4074 Background: S-1 may have a major role in the treatment of gastric cancer as single agent or as a component of combination chemotherapy in Japan. We previously reported a multicentric phase II study of S-1 combined with a 24-h infusion of cisplatin in patients with advanced gastric cancer. This combination was active, safe and had the possibility of being combined with other anticancer drug. Combination chemotherapy with S-1 and cisplatin plus paclitaxel for advanced gastric cancer might yield a stronger antitumor effect. The objective of this study was to determine the dose-limiting toxicity (DLT), the maximum tolerated dose (MTD), the recommended dose (RD), and the preliminary antitumor activity of S-1 and cisplatin plus paclitaxel for advanced gastric cancer. Methods: Paclitaxel was administered on day 1. A fixed dose of S-1 (70 mg/m2/day) was orally administered for 14 consecutive days from day 1, and a 24-h infusion of a fixed dose of cisplatin (60 mg/m2) was administered on day 14 of every 28-day cycle. Four dose escalation levels of paclitaxcel were studied (120, 140, 160, and 180 mg/m2). The DLT was defined as any of the following: grade 3 neutropenia lasting more than 5 days, grade 4 hematological toxicity, grade 3 non-hematological toxicity, or treatment delay of greater than 2 weeks as a result of toxicity.
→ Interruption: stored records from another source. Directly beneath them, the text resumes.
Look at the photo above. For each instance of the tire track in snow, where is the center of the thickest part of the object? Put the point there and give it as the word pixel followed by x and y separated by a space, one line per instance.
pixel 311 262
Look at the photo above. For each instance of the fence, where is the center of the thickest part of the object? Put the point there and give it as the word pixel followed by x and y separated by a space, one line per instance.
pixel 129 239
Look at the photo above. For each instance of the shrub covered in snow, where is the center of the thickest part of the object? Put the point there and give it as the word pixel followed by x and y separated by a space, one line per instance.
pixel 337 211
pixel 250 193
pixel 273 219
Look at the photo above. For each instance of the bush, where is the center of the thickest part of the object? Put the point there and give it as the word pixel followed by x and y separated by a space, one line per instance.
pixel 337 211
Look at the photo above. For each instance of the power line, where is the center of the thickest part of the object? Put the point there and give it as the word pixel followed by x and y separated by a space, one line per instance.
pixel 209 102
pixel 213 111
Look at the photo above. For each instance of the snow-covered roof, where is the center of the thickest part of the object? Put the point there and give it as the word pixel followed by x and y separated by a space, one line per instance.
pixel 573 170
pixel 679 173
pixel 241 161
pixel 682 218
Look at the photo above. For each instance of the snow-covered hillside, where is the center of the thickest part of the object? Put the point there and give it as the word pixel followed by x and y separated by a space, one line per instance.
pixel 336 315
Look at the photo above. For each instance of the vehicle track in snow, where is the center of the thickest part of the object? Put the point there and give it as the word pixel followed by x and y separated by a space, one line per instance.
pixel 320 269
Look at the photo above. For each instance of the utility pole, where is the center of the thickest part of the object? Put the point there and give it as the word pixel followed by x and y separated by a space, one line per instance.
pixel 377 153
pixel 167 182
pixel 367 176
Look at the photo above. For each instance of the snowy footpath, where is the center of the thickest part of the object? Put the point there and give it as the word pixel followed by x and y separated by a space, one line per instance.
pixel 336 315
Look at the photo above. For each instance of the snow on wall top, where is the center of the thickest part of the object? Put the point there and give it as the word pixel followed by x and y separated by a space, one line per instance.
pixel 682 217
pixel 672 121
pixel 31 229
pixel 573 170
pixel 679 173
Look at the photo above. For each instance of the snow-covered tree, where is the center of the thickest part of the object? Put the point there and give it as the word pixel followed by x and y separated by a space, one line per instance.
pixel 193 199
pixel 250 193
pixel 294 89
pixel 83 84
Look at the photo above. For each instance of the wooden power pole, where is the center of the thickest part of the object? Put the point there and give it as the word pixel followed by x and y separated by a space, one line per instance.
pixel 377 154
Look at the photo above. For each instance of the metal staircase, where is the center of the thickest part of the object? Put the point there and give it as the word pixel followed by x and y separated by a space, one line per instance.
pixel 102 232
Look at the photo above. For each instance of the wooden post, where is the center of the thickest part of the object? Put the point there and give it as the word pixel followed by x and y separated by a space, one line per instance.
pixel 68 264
Results: Twenty patients were enrolled. Hematological and non- hematological toxicity of over grade 2 was not observed at dose level 1 and 2. Three patients started at dose level 3. One developed grade 3 neutropenia for 5 days following by grade 2 neutropenia lasted more than 10 days. Five more patients were added at this level. The treatment was delayed over 2 weeks in 1 out of 8 patients. Three patients started at dose level 4. One developed grade 3 neutropenia and needed longer than 14 days to recover. Three patients added this level. In total, at dose level 4 the treatment was delayed over 2 weeks in 3 out of 6 patients as a result of neutropenia. We considered level 4 is the MTD and the RD of paclitaxcel was 160 mg/m2 (dose level 3). The overall response rate was 75%. Conclusions: Triple combination chemotherapy consisting of S-1, cisplatin, and paclitaxel showed a tolerable dose of adverse reactions and favorable antitumor activity for gastric cancer. No significant financial relationships to disclose.